Taking Object literals, I assume it is natural to assume that it can have mutable slots. So, I would like to look at literals in Newspeak as rather different from literals in Smalltalk. The problem with Smalltalk is that they don’t have the notion to be expressions that generate new objects consistently. I suppose that’s mostly an unfortunate ‘optimization’ and only blocks retain that notion.
However, for Newspeak, I’d argue it is not an issue. Well, at least for SOMns it is not an issue to take that stance. Specifically, numeric, boolean, nil, character, string, and symbol literals all generate values, which don’t have any identity. So, arguing that they are fresh objects doesn’t really make a difference for them.
It’s not observable. For closures and objects, I suppose it is natural to see them as generator expressions that create a new object every time. And, both are somewhat mutable kinds objects.

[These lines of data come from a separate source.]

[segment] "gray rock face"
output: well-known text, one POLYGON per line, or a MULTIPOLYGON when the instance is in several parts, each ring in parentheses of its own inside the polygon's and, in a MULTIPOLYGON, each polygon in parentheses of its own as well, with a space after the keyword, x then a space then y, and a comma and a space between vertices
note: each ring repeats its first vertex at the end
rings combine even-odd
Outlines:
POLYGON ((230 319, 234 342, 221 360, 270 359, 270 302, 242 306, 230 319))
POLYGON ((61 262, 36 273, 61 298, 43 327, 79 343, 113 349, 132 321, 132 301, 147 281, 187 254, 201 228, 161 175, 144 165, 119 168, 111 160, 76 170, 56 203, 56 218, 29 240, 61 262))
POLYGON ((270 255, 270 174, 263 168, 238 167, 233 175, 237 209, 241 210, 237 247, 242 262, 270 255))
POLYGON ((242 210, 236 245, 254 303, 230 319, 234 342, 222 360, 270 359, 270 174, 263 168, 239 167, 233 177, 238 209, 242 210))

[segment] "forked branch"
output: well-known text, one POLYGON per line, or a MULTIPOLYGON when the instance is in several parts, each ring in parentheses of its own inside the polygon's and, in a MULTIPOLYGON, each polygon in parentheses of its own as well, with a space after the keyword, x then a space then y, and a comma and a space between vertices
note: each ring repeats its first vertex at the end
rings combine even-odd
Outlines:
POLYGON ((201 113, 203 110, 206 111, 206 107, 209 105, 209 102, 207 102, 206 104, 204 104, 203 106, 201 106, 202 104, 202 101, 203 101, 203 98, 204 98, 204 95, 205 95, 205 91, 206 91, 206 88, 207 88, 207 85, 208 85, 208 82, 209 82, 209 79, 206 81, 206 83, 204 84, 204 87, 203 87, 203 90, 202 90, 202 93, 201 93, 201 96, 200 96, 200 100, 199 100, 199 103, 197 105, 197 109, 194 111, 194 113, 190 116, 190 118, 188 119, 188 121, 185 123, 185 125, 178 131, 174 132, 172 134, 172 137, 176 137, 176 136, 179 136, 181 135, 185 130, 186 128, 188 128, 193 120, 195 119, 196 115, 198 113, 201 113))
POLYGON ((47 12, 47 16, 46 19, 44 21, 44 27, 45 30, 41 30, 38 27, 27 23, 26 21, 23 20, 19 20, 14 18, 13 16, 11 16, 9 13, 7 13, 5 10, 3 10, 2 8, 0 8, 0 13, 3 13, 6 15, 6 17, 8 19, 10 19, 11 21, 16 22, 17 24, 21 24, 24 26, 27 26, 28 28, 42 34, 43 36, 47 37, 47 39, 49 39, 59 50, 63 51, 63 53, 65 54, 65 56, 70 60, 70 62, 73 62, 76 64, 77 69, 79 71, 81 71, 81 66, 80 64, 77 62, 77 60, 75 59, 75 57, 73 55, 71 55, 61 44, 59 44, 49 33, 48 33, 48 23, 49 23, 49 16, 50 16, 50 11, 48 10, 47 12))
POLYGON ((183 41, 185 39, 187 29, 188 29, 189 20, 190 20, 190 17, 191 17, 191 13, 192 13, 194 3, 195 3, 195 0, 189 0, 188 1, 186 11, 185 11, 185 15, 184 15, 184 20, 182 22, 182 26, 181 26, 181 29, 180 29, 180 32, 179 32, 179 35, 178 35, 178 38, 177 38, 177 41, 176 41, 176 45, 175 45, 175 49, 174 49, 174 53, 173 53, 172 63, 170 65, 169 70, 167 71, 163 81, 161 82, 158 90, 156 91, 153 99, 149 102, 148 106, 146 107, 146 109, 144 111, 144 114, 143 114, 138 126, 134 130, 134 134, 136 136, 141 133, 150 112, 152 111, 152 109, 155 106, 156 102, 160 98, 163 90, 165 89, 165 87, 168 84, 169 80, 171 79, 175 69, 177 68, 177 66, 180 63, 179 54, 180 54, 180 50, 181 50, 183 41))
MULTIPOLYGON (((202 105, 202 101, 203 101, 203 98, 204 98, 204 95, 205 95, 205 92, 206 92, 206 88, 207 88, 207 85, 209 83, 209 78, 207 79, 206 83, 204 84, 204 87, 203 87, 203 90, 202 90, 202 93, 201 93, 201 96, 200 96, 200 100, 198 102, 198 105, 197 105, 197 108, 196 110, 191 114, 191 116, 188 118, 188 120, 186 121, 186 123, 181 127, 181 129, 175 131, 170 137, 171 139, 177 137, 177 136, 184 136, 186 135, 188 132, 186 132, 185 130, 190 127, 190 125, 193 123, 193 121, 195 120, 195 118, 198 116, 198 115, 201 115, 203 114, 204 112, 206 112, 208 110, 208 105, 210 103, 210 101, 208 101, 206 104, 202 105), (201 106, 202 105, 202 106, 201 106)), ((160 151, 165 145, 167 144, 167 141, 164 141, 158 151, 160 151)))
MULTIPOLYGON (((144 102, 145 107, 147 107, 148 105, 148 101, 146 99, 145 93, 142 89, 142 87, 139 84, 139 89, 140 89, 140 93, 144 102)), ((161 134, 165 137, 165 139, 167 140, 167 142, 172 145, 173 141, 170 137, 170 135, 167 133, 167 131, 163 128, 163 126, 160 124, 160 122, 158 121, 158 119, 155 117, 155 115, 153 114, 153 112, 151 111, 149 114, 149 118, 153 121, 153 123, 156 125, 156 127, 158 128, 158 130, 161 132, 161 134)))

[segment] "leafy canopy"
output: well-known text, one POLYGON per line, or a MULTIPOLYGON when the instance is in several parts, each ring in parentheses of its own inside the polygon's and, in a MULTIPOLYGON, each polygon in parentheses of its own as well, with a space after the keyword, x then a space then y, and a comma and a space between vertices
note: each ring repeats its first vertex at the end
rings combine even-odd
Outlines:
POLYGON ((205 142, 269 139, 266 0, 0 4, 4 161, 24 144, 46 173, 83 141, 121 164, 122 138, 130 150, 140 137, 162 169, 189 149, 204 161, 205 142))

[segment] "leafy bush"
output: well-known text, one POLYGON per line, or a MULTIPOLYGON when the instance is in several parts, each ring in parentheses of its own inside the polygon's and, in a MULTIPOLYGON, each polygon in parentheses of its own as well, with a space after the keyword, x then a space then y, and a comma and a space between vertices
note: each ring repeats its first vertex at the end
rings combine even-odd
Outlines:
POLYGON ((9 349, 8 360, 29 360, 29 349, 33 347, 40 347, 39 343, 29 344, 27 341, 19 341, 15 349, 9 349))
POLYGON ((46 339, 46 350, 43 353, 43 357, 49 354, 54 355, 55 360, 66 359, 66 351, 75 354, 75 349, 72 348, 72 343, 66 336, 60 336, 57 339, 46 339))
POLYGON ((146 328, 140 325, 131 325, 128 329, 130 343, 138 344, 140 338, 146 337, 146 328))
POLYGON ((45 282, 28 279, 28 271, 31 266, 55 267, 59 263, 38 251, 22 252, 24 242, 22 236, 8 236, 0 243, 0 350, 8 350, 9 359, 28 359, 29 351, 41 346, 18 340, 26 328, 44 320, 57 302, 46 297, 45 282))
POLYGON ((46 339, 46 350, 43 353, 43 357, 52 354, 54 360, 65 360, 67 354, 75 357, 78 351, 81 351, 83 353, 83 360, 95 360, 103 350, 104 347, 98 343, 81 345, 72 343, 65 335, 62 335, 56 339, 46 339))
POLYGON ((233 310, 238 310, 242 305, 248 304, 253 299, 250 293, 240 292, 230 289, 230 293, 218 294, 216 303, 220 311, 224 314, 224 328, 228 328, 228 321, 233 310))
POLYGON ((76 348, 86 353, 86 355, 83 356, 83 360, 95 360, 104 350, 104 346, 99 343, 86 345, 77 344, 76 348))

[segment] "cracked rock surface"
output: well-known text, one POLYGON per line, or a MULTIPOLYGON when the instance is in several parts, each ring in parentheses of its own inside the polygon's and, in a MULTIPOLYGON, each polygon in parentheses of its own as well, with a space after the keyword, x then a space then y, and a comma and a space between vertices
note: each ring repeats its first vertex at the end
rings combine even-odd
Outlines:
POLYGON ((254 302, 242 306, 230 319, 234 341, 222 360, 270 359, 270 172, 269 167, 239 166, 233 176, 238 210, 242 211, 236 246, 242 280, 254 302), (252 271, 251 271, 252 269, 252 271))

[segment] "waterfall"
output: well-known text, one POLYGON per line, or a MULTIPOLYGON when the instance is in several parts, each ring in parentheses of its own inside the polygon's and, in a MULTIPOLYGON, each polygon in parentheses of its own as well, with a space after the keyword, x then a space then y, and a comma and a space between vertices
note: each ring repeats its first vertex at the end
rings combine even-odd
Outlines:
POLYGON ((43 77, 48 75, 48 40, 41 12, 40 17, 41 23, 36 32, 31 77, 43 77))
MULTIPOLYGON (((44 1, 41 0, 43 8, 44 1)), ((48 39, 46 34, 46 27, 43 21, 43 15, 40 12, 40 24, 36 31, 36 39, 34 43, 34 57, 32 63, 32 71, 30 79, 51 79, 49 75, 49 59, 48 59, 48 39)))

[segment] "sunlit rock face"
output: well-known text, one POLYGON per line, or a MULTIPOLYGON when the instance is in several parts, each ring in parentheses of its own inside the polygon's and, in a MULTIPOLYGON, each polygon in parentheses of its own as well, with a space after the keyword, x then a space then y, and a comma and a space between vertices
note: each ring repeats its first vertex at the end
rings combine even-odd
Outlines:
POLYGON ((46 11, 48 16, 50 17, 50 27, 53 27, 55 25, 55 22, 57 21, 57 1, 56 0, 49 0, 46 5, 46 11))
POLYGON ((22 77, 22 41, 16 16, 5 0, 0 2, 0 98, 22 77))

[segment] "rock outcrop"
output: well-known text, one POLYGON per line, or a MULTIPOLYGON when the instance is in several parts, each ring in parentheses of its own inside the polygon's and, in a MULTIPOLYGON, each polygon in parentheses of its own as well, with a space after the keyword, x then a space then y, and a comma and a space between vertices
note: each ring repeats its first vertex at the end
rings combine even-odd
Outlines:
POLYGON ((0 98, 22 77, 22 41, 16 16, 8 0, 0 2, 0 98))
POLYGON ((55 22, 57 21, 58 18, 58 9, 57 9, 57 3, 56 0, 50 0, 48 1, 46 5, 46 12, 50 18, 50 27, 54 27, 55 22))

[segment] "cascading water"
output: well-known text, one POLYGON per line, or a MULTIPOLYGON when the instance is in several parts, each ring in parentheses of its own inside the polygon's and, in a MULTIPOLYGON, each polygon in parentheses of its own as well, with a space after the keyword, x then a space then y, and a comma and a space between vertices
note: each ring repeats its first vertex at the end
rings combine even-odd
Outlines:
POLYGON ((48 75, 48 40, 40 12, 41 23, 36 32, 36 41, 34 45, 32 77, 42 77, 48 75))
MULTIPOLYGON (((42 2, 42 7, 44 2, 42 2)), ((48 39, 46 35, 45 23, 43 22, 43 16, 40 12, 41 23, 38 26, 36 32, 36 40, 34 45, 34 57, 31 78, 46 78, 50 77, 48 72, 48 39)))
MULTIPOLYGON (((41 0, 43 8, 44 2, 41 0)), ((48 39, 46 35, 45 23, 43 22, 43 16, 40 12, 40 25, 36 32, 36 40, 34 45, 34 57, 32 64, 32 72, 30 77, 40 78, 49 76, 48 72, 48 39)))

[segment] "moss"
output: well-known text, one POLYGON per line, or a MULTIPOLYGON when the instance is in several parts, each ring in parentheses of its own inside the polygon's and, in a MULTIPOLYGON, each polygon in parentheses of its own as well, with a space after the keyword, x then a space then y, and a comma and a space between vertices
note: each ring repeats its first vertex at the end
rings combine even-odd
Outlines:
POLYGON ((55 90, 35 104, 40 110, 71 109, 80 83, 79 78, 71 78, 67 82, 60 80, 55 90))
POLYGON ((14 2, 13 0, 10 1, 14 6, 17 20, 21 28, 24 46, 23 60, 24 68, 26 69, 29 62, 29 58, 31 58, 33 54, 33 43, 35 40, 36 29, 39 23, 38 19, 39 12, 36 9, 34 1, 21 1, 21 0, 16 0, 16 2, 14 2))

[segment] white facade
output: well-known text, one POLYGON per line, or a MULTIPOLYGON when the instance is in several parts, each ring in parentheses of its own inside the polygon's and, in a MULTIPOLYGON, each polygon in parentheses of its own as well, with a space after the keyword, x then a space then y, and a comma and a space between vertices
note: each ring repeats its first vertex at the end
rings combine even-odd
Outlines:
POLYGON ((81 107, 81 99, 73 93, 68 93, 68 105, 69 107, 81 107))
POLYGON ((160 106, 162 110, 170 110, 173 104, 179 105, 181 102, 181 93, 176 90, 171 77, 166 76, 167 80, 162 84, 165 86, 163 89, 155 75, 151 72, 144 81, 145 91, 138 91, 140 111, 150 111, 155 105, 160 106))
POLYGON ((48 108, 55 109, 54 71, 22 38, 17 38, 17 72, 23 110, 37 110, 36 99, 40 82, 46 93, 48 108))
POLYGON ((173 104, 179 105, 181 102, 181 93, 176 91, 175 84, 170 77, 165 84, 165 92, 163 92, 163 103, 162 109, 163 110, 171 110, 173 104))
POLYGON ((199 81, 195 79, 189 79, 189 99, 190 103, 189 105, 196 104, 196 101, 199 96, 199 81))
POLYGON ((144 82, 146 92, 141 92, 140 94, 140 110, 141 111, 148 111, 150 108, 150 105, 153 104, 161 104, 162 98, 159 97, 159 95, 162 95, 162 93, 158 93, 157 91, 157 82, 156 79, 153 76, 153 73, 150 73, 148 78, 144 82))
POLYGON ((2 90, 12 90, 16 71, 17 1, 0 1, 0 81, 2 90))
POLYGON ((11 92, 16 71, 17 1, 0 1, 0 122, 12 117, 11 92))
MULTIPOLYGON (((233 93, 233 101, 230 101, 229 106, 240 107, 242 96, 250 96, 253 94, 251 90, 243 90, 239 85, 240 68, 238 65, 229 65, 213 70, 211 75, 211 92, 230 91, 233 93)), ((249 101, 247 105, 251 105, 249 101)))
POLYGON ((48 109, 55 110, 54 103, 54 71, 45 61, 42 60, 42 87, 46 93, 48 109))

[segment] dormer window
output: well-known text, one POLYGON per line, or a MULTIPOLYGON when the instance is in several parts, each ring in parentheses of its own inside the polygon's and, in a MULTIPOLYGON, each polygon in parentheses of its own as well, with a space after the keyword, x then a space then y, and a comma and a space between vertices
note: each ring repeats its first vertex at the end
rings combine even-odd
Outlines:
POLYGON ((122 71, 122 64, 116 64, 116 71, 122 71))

From that, I’d argue that arrays should also be seen as freshly generated objects, which makes modifying them at least in my mind as natural as objects or closures.
> and not restrictive enough (the set of objects they contain can change). I've encountered (albeit rarely) code that changed literals after the fact. This was most egregious with literal strings (Squeak seems to prohibit this, but I remember systems that did not), but arrays as well.
Squeak and Pharo also have the `{Object new. Object new. #d. 3}` style arrays. They conform to the generator expression notion. So, you get every time a new mutable array.
And that’s what I was thinking of.
Now to the aspect of them being immutable.
I looked through all the SOMns code I got, which is some 36500 lines, mostly tests and benchmarks.
I didn’t see anything where I would yearn for literal arrays that are mutable. With the exception of test cases perhaps. Some of my language tests could benefit from that.
So, let’s say, I have neither a strong nor particularly informed opinion on shallow immutability.
I don’t have to notion of tuple in SOMns, but I suppose, that would be a minimal addition.
However, considering your point below:
> Nor does it preclude one from filling the tuple with deeply immutable values, in which case the implementation can determine quite easily that it is deeply immutable and mark it as such when the tuple is constructed (or lazily, or at a later time).
I disagree with the notion of implicit value semantics. I’d call that magic. And, when dealing with actor code, I would argue that it makes code brittle and error prone.
The issue is that when you construct objects/tuples just right, you get a value. If you pass it on to another actor, you can work directly with it. However, if one of your code path should return a mutable object somewhere along the way, everything gets tainted, and suddenly you code doesn’t work anymore, because you got an unexpected far reference in the other actor.
This is one of the reasons why in SOMns there is a strict distinction between objects and values. Objects are never implicitly promoted to values. Neither should tuples or for what its worth arrays be promoted.
Which means in effect, I would also want deeply immutable literal tuples/arrays.
[Tangent: Value objects check all their parameters on construction and if one isn’t a value, we get a NotAValue exception. However, there is a loophole to get a half-initialize Value object that will behave like a value but isn’t: you can escape it from the initializer expressions, I guess, perhaps by setting it on a slot of one of the parameters. I haven’t thought of a way to avoid that yet…]
> I'd urge you not to create semantic differences between the implementations. I’d like to try and harmonize the syntax of SOMns with the specification (and the other implementations) instead.
Yeah, I do try to stick as close to the spec as possible.
Sorry for not being more concise. Hope at least some of this makes sense.